Frage an Klaus Hänsch von Andrea B. bezüglich Wirtschaft
Wie kann in Europa soziale Gerechtigkeit aufgebaut werden, wenn sich die Länder gegenseitig durch Dumping-Löhne die Arbeitsplätze wegnehmen? Verschärft der Vertrag von Lissabon dieses Problem nicht noch? In ihm wird neoliberale Politik festgeschrieben. Und kein Bürger hier in Deutschland hat die Möglichkeit darüber abzustimmen und diskutiert wird darüber auch nicht.
Sehr geehrte Frau Binding,
wie Sie richtig anmerken, ist die soziale Dimension der Europäischen Union (noch) unterentwickelt. Das ist mit der Geschichte der europäischen Integration zu erklären, die zu Beginn vor allem die Schaffung eines gemeinsamen Marktes zum Ziel hatte.
Dennoch ist die Union zunehmend auch eine Sozialunion - und das nicht zuletzt gerade dank dem Vertrag von Lissabon. Über eine sog. "Querschnittsklausel" sorgt er dafür, dass soziale Aspekte bei allen EU-Initiativen politikbereichübergreifend berücksichtigt werden müssen.
Der Vertrag von Lissabon schreibt betont das Prinzip der sozialen Marktwirtschaft als zentrales Ziel der Europäischen Union. Auch die Charta der Grundrechte, die mit In-Kraft-Treten des Lissabon-Vertrags rechtlich verbindlich wird, garantiert den Bürgerinnen und Bürgern der EU bestimmte soziale Grundrechte. Ob in der Union "neoliberale" oder soziale Politik gemacht wird, hängt von den Mehrheiten ab, die die Wähler in das Europäische Parlament und in die nationalen Parlamente wählen.
Lohndumping und Arbeitsplatzkonkurrenz können durch die Einführung von flächendeckenden Mindestlöhnen in den Mitgliedstaaten verhindert werden, in 20 EU-Mitgliedstaaten gibt es bereits gesetzliche Mindestlöhne, in anderen Ländern sorgen tarifliche Vereinbarungen für Schutz vor Lohndumping. Deutschland hat auf diesem Gebiet klaren Nachholbedarf, die Festsetzung von Mindestlöhnen liegt in nationaler Verantwortung, nicht bei der EU. Die SPD setzt sich für Mindestlöhne in Deutschland ein.

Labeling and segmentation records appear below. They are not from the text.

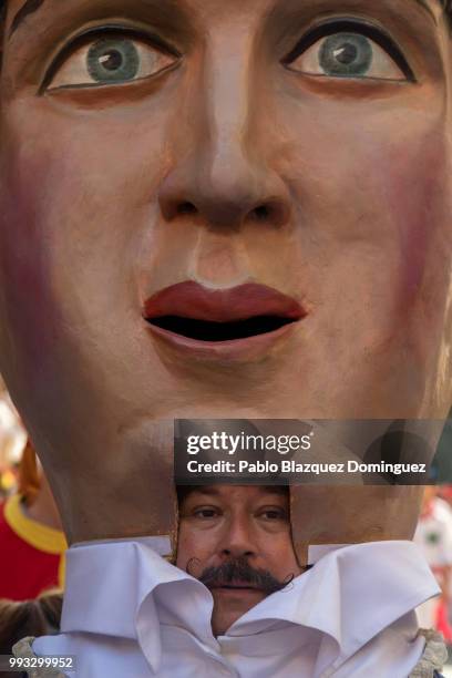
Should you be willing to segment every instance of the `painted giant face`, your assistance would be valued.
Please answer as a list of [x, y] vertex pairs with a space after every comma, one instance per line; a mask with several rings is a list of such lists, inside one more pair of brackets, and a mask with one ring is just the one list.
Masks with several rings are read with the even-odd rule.
[[174, 417], [445, 415], [448, 35], [438, 0], [8, 1], [0, 369], [70, 540], [156, 530]]

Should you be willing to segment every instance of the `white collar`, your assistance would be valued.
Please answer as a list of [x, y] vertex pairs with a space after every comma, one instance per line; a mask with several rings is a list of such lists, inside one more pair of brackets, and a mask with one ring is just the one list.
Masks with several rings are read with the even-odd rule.
[[[176, 605], [171, 612], [178, 625], [217, 647], [210, 629], [210, 593], [156, 549], [165, 551], [155, 537], [72, 546], [66, 553], [61, 631], [134, 638], [156, 672], [162, 654], [156, 602], [166, 605], [172, 599]], [[170, 585], [177, 587], [176, 596], [165, 595]], [[336, 666], [438, 593], [412, 542], [341, 546], [322, 555], [289, 590], [251, 608], [227, 636], [263, 633], [278, 620], [317, 629], [336, 645]]]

Der EU-Reformvertrag ist seit dem 15. April unter folgendem Link öffentlich für jedermann zugänglich:
http://www.consilium.europa.eu/showPage.asp?lang=de&id=1296&mode=g&name=
Der durch den Reformvertrag geänderte Text des Vertrags von Nizza ist schon seit Dezember 2007 öffentlich zugänglich. Leider haben die Medien und die Bürgerinnen und Bürger diese Chance zur öffentlichen Debatte nicht voll genutzt.
Die EU ist kein Staat, sondern eine Union von Staaten. Aus diesem Grund entscheidet jeder Mitgliedstaat gemäß den Regeln seiner eigenen Verfassung über die Annahme des Vertrags von Lissabon. In der Verfassung der Bundesrepublik Deutschland (wie übrigens auch in den Verfassungen einer ganzen Reihe anderer Staaten) sind Volksabstimmungen nicht vorgesehen. Deutschland ist eine parlamentarische Demokratie, in der die Bürger das politische Geschehen über die von ihnen gewählten Repräsentanten beeinflussen.